Quand j'en ai ras le bol de Paris, parfois, La Marmotte me surprend et me réveille au petit matin pour me chuchoter : "Viens, dans une heure on est à CDG et on s'envole loin". Pas trop loin mais assez pour oublier le béton et nous retrouver tous les deux. Il devient Das Murmeli et moi je retrouve le sourire.

On atterrit toujours vers Zurich, une ville que j'aime énormément, très moderne d'un côté du fleuve et plus humaine de l'autre. Le lac est une vraie promenade des Anglais, le dimanche, assez bon enfant. Odeur de saucisses et de moutarde forte, ding-ding des tramways qui passent en faisant trembler le béton.

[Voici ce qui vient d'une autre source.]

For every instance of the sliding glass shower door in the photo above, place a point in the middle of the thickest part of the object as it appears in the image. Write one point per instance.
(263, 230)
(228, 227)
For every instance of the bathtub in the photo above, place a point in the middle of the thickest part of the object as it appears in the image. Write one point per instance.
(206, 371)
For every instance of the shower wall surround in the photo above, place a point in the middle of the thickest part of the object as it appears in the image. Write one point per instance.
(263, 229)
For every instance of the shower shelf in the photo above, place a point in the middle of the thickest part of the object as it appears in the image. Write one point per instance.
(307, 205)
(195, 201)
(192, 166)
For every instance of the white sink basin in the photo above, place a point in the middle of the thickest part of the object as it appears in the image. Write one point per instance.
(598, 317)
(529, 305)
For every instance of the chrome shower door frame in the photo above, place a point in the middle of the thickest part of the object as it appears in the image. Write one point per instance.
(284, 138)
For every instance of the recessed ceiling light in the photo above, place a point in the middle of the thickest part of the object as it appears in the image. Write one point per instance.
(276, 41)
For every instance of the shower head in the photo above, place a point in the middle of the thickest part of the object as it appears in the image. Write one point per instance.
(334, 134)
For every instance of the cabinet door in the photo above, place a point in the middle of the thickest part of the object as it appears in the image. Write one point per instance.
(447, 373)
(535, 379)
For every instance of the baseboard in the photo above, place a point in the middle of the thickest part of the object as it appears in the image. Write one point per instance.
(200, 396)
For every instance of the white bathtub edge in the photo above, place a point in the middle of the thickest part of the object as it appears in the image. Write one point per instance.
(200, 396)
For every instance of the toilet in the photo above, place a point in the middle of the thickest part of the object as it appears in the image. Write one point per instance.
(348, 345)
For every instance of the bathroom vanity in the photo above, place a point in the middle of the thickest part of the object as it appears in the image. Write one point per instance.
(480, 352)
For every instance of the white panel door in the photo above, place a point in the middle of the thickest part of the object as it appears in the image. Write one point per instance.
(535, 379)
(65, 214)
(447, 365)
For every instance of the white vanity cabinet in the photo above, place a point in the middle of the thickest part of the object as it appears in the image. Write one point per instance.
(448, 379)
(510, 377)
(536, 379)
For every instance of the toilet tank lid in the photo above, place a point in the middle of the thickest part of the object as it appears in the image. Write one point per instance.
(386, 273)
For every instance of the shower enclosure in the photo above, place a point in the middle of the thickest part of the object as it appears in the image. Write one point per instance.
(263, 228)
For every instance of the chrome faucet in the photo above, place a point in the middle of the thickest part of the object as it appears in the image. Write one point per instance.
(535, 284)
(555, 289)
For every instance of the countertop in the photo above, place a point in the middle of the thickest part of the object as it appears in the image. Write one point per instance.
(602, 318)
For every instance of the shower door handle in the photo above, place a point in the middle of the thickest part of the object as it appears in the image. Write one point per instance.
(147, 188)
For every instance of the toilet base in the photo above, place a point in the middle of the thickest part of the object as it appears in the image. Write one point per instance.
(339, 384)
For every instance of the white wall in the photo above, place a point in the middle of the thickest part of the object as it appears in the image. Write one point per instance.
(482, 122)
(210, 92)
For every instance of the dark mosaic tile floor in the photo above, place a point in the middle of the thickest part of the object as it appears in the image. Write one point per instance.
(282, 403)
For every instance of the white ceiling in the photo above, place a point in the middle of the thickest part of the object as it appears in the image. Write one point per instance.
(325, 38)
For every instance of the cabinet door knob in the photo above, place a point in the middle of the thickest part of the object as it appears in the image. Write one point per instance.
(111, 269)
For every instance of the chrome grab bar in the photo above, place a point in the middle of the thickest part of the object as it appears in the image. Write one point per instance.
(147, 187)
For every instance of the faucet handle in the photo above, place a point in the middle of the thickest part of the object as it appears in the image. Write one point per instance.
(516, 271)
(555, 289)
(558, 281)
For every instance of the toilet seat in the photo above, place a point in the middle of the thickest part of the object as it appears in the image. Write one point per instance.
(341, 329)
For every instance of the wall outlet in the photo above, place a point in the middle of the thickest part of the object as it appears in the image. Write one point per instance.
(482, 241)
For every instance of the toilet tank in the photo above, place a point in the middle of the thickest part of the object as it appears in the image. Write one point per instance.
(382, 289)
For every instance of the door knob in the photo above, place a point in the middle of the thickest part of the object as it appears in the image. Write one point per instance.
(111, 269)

Plein de balades sympas à faire. L'énorme avantage en Suisse, c'est que la nature est toujours au bout de la route. Le pays est recouvert de pistes cyclables et, contrairement à l'image qu'on peut en avoir, reste assez plat dans une immense partie (assez, j'ai dit, mais pas totalement non plus ! Vive les mollets). Quand on aime la nature, la verdure, la tranquilité (et à condition d'éviter Interlaken en pleine saison, qui est la ville d'Europe la plus visitée après Paris mais... avant Londres, source Routard), la Suisse est le pays idéal. L'Euro fort à légèrement adouci l'addition qui reste correcte si on évite les restaus... Nous, on voulait de la Fondue matin, midi et soir, donc on a senti passer la douille sur la Carte Bleue.


(Spoiler)Ce sont les chutes intérieures du Trummelbach, près de Grimmenwald, où le méchant Morriarty tue Sherlock Holmes, dans la dernière enquête écrite par Conan Doyle. Il y fait une température de malade, tranchant avec la canicule à l'extérieur. Super agréable. On monte en ascenseur à 80 mètres de hauteur puis en une petite demi-heure on descend des marches creusées dans la montagne, éclairées ou pas, vers la sortie. Excellent.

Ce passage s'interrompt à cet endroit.